Home Prices Rose Less Than 1% in 2025

First things first. Home prices increased just 0.9% from December 2024 to December 2025, per the latest report from Cotality (formerly CoreLogic).
The company pointed out that it was “one of the softest rates since the post-Great Recession recovery.”
I dig some digging to ballpark home price gains since the prior cycle peak in 2006 and found it to be true.
This is what annual home price growth looked like based on my findings:
2025: ~1% (lowest since GFC recovery)
2024: ~4–6%
2023: ~5–6%
2022: ~6–11%
2021: ~18–19%
2020: ~6–11%
2019: ~5%
2018: ~5–6%
2017: ~6–7%
2016: ~5%
2015: ~5%
2014: ~4–5%
2013: ~7–8%
2012: ~3–5%
As you can see, home prices increased every year since 2012. It’s been a nice run.
The year 2012 was the first winning year for the housing market post-GFC.
Prior to that, home prices fell every year from 2007 through 2011 before recovering.
And as stated, they peaked around mid-2006 before the crash began.
Last year marked the worst year since, though prices still eked out a small gain.
Home Prices Expected to Rise Nearly 5% in 2026
But now it appears to be business as usual for the housing market again, with Cotality forecasting a 4.5% rise in home prices this year (from Dec. 2025 – Dec. 2026).
That would be squarely in line with the typical annual gain in home prices between 3-5%.
So does that mean the housing market already hit rock bottom this cycle? That 2025 was the crash?
Or at least the worst year this cycle and the worst since the GFC. And with home prices now expected to rise again, that the worst is behind us?
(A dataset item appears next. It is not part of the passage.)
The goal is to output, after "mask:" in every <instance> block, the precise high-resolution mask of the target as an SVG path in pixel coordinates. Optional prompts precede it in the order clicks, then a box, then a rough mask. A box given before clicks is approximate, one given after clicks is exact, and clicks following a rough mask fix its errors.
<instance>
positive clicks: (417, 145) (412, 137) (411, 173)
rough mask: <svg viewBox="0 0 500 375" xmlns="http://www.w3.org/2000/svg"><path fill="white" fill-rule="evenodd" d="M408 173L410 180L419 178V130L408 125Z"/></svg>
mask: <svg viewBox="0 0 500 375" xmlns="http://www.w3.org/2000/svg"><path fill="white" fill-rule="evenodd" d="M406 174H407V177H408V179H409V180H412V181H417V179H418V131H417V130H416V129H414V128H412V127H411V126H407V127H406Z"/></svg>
I probably wouldn’t get too far ahead of myself here nor would I just take the forecast at face value without a grain of salt.
But it is possible that we see home prices turn higher again, home sales volume increase, and affordability improve.
Just note that this recovery “will depend heavily on wage growth and how soon buyers regain the purchasing power needed to meet sellers’ pricing thresholds, per Cotality chief economist Dr. Selma Hepp.
In other words, if we see more layoffs and a higher unemployment rate, things could go sideways (or actually down).
There are a lot of unknowns related to AI and how that might shake out for the workforce.
It May Depend on the City and State In Question
In addition, home price gains (or losses) will depend upon the specific market in question.
Remember, real estate is local and not all markets are winning or losing right now.
Per Cotality, the states of New Jersey (+5.5%), Illinois (+5.4%), Nebraska (+5.4%), and Connecticut (+5.1%) have been the strongest home price performers over the past year, generally due to a lack of existing inventory and affordable prices.
Meanwhile, we’ve seen negative home price growth in many Southern and Western states, including Arizona, California, Colorado, Florida, and Texas.
Although there are some encouraging signs in those states as well with inventory dropping in places like Florida, possibly leading to price stabilization this year.
So is the worst behind us already? Is that even possible? Is it inevitable that we’ll experience another major housing crash?
Hard to know, but expecting another 2008-style housing crash in the immediate next cycle seems unlikely.
Given how rare the 2008 crash was, experiencing another one right after would be surprising.